P. S., September 26. In my letter of yesterday, I have omitted to observe, with respect to the arrangement of materials in the paper it speaks of, that it is not such as counsel would employ in pleading a cause. It was determined by other considerations. I thought it very possible the case might be dismissed out of court by a plea to the jurisdiction. I determined, on this event, to lay it before the public, either directly or through Congress. Respect for my associates, for myself, for our nation, would not permit me to come forward, as a criminal under accusation, to plead and argue a cause. This was not my situation. This would naturally be by way of narrative or statement of the facts in their order of time, establishing these facts as they occur, and bringing forward the law arising on them, and pointing to the Executive the course he was to pursue. I supposed it more dignified to present it as a history and explanation of what had taken place. It does not, indeed, in that form, display the subject in one great whole, but it brings forward successively a number of questions, solving themselves as they arise, and leaving no one unexamined. And the mind, after travelling over the whole case, and finding as it goes along that all has been considered and all is right, rests in that state of satisfaction which it is our object to produce. In truth, I have never known a case which presented so many distinct questions, having no dependence on one another, nor belonging even to the same branches of jurisprudence.

TO MR. GALLATIN.

Monticello, September 27, 1810.

Dear Sir,—Yours of the 10th came safely to hand, and laid me under new obligations for the valuable observations it contained. The error of twelve feet instead of seven, for the rise of the batture, really sautoit aux yeux, and how I could have committed it at first, or passed it over afterwards without discovery, and having copied Pelletier's plan myself, is unaccountable. I have adopted also most of your other corrections. You observe that the arguments proving the batture public, yet prove it of such a character that it could not be within the scope of the law of March 4th, against squatters. I should so adjudge myself; yet I observe many opinions otherwise, and in defence against a spadassin, it is lawful to use all weapons. Besides, I have no pretensions to be exclusively the judge of what arguments are sound and what not. I give them, therefore, that they may weigh with those who think they have weight and have a right to decide for themselves. That act of Congress, moreover, was evidently respected, particularly in the order under which the removal was made.
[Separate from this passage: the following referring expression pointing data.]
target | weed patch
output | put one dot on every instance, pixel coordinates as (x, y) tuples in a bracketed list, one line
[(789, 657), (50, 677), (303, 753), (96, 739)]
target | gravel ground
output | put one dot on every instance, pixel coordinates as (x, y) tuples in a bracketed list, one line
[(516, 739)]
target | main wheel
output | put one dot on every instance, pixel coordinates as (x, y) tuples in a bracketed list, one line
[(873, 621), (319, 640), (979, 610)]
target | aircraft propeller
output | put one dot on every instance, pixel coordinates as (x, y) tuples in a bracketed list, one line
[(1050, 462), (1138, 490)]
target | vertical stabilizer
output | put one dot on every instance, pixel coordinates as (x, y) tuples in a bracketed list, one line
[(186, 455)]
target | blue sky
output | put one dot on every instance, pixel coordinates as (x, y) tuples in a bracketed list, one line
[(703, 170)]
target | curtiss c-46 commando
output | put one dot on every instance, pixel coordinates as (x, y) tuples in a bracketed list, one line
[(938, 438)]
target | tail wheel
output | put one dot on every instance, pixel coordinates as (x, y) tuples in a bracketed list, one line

With respect to the arrangement of materials in my statement, I know it is not such as counsel would employ in pleading such a cause; it is not such as I would have made myself in that character; it was determined by other considerations. I thought it possible the case might be dismissed out of court by a plea to the jurisdiction. I determined, on this event, to lay it before the public, either directly or through Congress. Respect for my associates, for myself, for our nation, would not permit me to come forward, as a criminal under accusation, to plead and argue a cause. This was not my situation. I had only to state to my constituents a common transaction. This would naturally be by way of narrative or statement of the facts, in their order of time, establishing these facts as they occur, and bringing forward the law arising on them and pointing to the Executive the course he was to pursue. I suppose it more self-respectful to present it as a history and explanation of what had taken place. It does not, indeed, in that form, display the subject in one great whole, but it brings forward successively a number of questions, solving themselves as they arise, and leaving no one unexamined. And the mind, after travelling over the whole case, and finding as it goes along that all has been considered, and all is right, rests in that state of satisfaction which it is our object to produce. In truth, I have never known a case which presented so many distinct questions, having no dependence on one another, nor belonging even to the same branches of jurisprudence. After all, I offer this as explanation, not justification of the order adopted.